Lecture 14: Reducing Items and Attributes

Brian J. Smith

2026-03-26

Reducing Items and Attributes

The beginning of this lecture is based on Chapter 13 of Visualization Analysis & Design.

“Reduce Items and Attributes”

For this lecture, I’m going to start with the VAD Text, then transition over to R.

Reducing Items and Attributes

Why?

Manage complexity in our visualizations.
Find a strategy that reduces the visual complexity while minimizing the changes of hiding important information from the user.

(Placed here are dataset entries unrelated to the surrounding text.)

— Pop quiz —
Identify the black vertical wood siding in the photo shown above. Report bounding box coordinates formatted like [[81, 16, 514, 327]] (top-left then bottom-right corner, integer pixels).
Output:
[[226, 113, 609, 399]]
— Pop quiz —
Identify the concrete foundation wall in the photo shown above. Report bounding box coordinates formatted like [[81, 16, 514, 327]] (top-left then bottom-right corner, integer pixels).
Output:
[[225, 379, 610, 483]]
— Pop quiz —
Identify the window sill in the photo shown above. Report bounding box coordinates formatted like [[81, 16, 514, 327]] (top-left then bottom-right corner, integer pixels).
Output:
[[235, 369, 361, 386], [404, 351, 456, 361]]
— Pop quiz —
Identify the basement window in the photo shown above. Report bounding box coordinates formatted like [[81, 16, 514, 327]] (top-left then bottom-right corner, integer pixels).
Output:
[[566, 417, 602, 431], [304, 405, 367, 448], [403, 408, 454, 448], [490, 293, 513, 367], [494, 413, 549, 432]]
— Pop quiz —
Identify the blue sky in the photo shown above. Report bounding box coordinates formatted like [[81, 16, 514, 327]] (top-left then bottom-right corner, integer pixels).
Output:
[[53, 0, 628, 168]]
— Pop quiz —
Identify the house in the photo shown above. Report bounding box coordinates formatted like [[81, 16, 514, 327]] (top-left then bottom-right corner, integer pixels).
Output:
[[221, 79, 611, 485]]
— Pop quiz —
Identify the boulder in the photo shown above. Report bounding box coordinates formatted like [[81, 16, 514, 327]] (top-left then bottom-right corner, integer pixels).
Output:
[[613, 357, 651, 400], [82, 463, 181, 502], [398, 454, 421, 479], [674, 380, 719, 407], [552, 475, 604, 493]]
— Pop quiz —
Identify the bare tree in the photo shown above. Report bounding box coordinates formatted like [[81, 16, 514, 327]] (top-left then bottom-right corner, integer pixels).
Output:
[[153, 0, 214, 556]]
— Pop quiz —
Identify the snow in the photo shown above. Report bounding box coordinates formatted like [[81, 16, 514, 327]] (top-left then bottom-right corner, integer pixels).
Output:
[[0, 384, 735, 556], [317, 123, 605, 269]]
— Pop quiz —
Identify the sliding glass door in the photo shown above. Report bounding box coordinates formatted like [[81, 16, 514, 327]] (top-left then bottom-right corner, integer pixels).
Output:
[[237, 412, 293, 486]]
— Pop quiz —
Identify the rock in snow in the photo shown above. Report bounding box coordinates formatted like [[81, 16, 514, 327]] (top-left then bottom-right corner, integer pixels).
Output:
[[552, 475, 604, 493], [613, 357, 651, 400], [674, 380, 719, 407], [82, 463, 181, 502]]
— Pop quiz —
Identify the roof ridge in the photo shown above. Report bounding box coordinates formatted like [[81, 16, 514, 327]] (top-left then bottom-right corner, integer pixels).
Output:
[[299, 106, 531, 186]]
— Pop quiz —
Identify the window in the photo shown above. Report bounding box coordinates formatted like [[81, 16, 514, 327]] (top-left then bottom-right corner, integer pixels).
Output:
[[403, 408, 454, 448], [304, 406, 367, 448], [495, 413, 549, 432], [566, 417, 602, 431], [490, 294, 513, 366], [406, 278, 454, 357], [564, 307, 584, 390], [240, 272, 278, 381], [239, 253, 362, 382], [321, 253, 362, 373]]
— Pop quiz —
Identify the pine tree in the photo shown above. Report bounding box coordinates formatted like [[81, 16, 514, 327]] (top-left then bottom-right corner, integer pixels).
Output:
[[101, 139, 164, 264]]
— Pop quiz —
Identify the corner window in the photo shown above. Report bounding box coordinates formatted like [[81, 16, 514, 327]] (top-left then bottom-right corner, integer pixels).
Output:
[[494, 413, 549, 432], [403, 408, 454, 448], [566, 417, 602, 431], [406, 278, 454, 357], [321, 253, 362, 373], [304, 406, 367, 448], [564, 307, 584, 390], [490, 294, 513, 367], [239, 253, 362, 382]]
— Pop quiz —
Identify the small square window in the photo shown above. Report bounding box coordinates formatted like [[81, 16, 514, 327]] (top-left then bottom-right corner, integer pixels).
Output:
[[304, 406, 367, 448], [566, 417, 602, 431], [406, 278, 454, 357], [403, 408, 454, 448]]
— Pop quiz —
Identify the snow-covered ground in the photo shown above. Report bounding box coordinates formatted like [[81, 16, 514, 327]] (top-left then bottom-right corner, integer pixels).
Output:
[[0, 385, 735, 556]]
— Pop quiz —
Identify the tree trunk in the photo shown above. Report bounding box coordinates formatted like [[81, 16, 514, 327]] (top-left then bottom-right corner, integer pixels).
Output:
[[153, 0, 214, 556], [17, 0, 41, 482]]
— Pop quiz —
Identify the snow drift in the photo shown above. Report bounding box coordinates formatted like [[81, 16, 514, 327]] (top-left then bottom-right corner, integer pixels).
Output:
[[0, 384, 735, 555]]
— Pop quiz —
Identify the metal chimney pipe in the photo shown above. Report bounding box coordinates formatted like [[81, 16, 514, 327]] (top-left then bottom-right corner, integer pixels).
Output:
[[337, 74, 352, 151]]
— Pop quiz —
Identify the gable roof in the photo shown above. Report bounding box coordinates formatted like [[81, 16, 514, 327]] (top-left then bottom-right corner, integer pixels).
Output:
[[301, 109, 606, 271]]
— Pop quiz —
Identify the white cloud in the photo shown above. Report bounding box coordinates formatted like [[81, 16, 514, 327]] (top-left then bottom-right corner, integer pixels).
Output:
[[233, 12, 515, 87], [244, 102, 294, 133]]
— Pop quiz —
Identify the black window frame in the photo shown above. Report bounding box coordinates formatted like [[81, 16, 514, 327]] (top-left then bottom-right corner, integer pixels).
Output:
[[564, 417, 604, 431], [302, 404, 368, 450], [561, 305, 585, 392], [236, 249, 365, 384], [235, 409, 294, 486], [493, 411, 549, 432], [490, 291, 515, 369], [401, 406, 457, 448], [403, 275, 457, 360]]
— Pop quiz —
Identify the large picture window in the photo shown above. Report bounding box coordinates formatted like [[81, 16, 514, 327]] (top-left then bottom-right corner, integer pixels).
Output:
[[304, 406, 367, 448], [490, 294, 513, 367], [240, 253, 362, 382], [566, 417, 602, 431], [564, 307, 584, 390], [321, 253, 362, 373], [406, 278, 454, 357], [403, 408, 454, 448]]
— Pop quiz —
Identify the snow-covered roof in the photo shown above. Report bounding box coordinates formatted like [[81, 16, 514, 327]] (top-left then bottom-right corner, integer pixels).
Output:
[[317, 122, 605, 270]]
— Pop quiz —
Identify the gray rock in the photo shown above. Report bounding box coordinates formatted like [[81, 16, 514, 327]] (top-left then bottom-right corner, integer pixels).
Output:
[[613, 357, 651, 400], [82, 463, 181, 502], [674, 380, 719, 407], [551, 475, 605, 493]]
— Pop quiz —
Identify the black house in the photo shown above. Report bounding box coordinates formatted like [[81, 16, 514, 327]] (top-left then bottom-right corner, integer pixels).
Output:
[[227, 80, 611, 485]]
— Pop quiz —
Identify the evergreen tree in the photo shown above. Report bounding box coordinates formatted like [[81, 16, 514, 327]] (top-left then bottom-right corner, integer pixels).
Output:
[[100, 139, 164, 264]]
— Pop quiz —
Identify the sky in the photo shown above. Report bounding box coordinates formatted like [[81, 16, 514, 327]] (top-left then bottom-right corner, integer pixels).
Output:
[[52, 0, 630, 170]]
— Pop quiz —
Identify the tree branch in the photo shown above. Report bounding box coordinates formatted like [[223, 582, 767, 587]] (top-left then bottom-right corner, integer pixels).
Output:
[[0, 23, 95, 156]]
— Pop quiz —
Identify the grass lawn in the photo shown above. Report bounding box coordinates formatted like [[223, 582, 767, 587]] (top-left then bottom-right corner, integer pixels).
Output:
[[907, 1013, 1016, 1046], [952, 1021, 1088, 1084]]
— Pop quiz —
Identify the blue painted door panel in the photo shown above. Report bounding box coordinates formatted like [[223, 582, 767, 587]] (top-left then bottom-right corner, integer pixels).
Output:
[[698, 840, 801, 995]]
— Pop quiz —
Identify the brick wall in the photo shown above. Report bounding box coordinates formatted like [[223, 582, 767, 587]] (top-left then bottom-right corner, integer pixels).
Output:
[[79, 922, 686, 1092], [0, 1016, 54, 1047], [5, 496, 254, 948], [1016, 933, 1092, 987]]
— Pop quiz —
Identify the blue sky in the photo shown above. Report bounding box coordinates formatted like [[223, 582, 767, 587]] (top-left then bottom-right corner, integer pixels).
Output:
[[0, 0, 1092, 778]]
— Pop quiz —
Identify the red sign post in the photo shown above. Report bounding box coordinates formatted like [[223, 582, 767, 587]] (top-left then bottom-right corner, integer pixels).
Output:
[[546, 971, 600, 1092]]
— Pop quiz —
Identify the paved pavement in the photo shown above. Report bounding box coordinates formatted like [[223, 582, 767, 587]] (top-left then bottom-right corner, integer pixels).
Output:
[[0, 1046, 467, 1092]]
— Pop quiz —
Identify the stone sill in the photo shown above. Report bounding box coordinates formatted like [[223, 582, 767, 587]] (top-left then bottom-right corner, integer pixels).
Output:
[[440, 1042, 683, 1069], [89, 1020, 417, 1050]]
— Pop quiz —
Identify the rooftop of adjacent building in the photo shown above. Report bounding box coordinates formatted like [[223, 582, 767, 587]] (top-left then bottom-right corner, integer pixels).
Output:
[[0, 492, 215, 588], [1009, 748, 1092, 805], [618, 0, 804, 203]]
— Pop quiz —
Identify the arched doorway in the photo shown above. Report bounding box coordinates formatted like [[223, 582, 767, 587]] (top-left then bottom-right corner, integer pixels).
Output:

Reducing Items and Attributes

How?

Filter:
- Eliminating elements (items or attributes).
- Easy to understand and compute.
- But, “out of sight, out of mind.”
Aggregate:
- Creating a new single element to replace multiple others.
- Challenging to design and convey.
- Safer cognitively to avoid forgetting filtered information.

Filtering

Straightfoward and intuitive.
- Just don’t show some things!
- Common when exploring a new dataset.
Plot only some attributes (columns).
- Often based on knowledge of what the attributes represent.
Plot only some items (rows).
- Often based on values.
- Sometimes based on a random subset.

Filtering

Attribute Filtering

Often, we have an idea which attributes are most important to us.
- Prioritize visualizations with those attributes.

Code

data("mtcars")

plot(mtcars)

Filtering

Attribute Filtering

This may be combined with attribute ordering.
- Orders attributes based on their similarity.
- E.g., highly correlated attributes show some redundant information.

Code

a <- mtcars %>% 
  ggplot(aes(x = disp, y = hp)) +
  geom_point() +
  geom_label(x = 150, y = 300, 
             label = paste("r =", 
                           round(cor(mtcars$disp, 
                                     mtcars$hp,
                                     method = "spearman"),
                                 2))) +
  geom_smooth(method = "lm", se = FALSE) +
  theme_classic()

b <- mtcars %>% 
  ggplot(aes(x = disp, y = mpg)) +
  geom_point() +
  theme_classic()

c <- mtcars %>% 
  ggplot(aes(x = hp, y = mpg)) +
  geom_point() +
  theme_classic()

des <- "AB
        AC"

a + b + c + plot_layout(widths = c(0.3, 0.7),
                        design = des)

Filtering

Item Filtering

Filter items based on values.
- E.g., remove outliers or extreme values.

Code

data("starwars")

a <- starwars %>% 
  ggplot(aes(x = height, y = mass)) +
  geom_point() +
  coord_cartesian(xlim = c(50, 250)) +
  ggtitle("Without Filtering") +
  theme_classic()

b <- starwars %>% 
  filter(mass < 500) %>% 
  ggplot(aes(x = height, y = mass)) +
  geom_point() +
  coord_cartesian(xlim = c(50, 250)) +
  ggtitle("Filter Extreme Values") +
  theme_classic()

a/b

Filtering

Item Filtering

Randomly subset items.
- Useful for (truly) big datasets where plotting all items would be difficult (impossible).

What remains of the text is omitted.